Aim: To determine the proportion of patients admitted to a major tertiary teaching hospital in Australia aged 50 years and older with a confirmed neck of femur or vertebral minimal trauma fracture, who are commenced on specific antiosteoporosis therapy by discharge, and to describe the agents prescribed. Methods: A retrospective analysis was conducted using patients’ electronic medical files of patients admitted with a minimal trauma fracture of the hip or vertebra during a 6 month period. Results: A total of 407 patients were audited and 64 patients were included in the study; 37 were admitted for a fractured hip and 27 were admitted for a vertebral fracture. Of these 64 patients, a total of 14 (21.9%) patients were commenced on specific anti-osteoporosis therapy. Denosumab (71%) was the most commonly initiated treatment, followed by risedronate (21%) then alendronate (7%). Conclusion: Majority of patients presenting to hospital with a minimal trauma fracture were not commenced on anti-osteoporosis therapy in hospital. This is a missed opportunity for intervention that may place patients at a higher risk of subsequent fracture; therefore effective strategies should be implemented to address this treatment gap in the future.
骨质疏松治疗开始后,最小创伤骨折
目的:确定澳大利亚一家大型三级教学医院收治的50岁及以上确诊股骨颈或椎体轻度创伤性骨折的患者出院时开始接受特定抗骨质疏松治疗的比例,并描述所开药物。

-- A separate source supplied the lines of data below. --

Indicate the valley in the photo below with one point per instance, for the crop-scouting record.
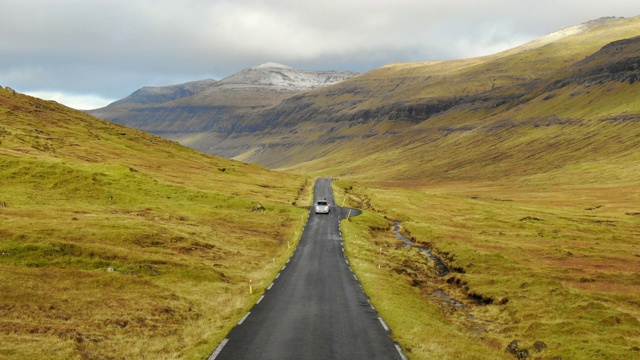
(519, 170)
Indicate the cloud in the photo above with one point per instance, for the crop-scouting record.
(76, 101)
(113, 47)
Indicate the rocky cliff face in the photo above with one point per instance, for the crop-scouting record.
(220, 106)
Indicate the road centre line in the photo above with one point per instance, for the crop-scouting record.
(217, 351)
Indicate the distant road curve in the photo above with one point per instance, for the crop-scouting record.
(315, 309)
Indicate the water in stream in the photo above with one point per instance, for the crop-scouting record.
(442, 268)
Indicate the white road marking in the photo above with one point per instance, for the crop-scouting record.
(246, 316)
(386, 328)
(400, 352)
(217, 351)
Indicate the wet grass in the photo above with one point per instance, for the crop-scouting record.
(119, 244)
(552, 264)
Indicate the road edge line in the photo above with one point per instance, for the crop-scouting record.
(217, 351)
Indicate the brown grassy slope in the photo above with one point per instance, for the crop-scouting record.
(580, 112)
(119, 244)
(555, 264)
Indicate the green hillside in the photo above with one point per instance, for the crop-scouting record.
(118, 244)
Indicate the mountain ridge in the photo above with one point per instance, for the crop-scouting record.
(379, 111)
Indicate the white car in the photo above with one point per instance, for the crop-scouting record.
(322, 207)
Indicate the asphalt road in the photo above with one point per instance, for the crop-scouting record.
(315, 308)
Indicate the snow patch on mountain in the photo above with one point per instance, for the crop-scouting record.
(281, 77)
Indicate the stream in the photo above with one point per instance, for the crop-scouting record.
(442, 268)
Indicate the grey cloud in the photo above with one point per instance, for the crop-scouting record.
(112, 47)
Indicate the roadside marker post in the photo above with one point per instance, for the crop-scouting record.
(379, 266)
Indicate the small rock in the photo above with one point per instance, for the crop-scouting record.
(522, 354)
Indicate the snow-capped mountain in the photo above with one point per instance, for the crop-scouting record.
(282, 77)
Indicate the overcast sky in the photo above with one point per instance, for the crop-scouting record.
(88, 53)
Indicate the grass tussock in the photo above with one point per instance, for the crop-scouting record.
(553, 266)
(119, 244)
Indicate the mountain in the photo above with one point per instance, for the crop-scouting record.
(392, 109)
(116, 243)
(219, 106)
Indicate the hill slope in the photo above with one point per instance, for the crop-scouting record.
(119, 244)
(219, 106)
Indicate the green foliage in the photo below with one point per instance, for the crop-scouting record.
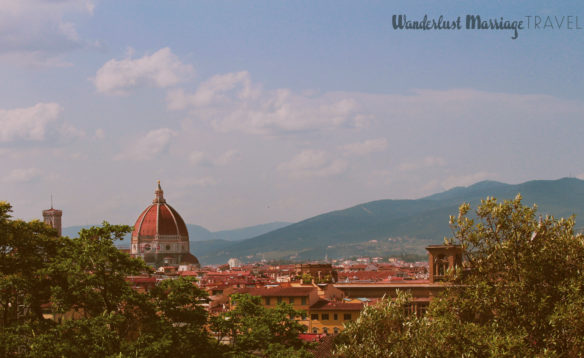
(306, 278)
(520, 294)
(258, 331)
(87, 275)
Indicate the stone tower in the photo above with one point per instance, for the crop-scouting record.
(52, 217)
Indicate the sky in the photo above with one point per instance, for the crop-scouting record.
(250, 112)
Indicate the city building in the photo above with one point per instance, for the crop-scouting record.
(52, 217)
(160, 236)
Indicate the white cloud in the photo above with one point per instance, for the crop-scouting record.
(366, 147)
(313, 163)
(23, 175)
(29, 123)
(188, 182)
(35, 32)
(465, 180)
(226, 157)
(152, 144)
(232, 102)
(202, 159)
(161, 69)
(99, 134)
(427, 162)
(197, 158)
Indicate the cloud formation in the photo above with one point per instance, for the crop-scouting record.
(366, 147)
(149, 146)
(232, 102)
(203, 159)
(29, 123)
(160, 69)
(427, 162)
(313, 163)
(35, 32)
(23, 175)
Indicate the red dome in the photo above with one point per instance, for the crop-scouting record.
(160, 235)
(160, 219)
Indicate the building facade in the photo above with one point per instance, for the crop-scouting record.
(160, 236)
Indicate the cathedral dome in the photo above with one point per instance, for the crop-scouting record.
(160, 235)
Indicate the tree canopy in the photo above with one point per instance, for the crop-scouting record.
(519, 294)
(86, 277)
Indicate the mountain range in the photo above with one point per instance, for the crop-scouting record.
(377, 228)
(390, 227)
(199, 233)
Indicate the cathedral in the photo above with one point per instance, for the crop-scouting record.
(160, 236)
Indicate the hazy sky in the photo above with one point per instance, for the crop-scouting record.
(256, 111)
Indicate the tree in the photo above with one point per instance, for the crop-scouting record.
(520, 293)
(258, 331)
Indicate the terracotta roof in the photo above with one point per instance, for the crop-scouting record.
(160, 218)
(324, 305)
(279, 291)
(189, 258)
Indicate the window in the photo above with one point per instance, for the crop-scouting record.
(440, 265)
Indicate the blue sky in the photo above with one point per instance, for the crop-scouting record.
(250, 112)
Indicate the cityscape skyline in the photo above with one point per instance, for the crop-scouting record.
(275, 112)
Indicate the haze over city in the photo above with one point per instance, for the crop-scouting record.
(256, 112)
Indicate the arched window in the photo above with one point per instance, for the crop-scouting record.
(440, 265)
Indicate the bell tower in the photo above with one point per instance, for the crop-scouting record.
(52, 217)
(441, 259)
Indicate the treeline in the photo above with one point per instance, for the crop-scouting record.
(520, 293)
(82, 282)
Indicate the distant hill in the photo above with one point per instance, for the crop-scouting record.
(394, 227)
(199, 233)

方法:回顾性分析6个月内髋部或椎体轻度创伤性骨折患者的电子病历。结果:共审核407例患者,64例患者纳入研究;37人因髋部骨折入院,27人因椎体骨折入院。在这64例患者中,共有14例(21.9%)患者开始接受特异性抗骨质疏松治疗。Denosumab(71%)是最常见的初始治疗,其次是利塞膦酸钠(21%),然后是阿仑膦酸钠(7%)。结论:大多数轻度创伤性骨折患者未在医院开始抗骨质疏松治疗。这是一个错失的干预机会,可能会使患者面临更高的骨折风险;因此,未来应该实施有效的策略来解决这一治疗差距。
本文章由计算机程序翻译,如有差异,请以英文原文为准。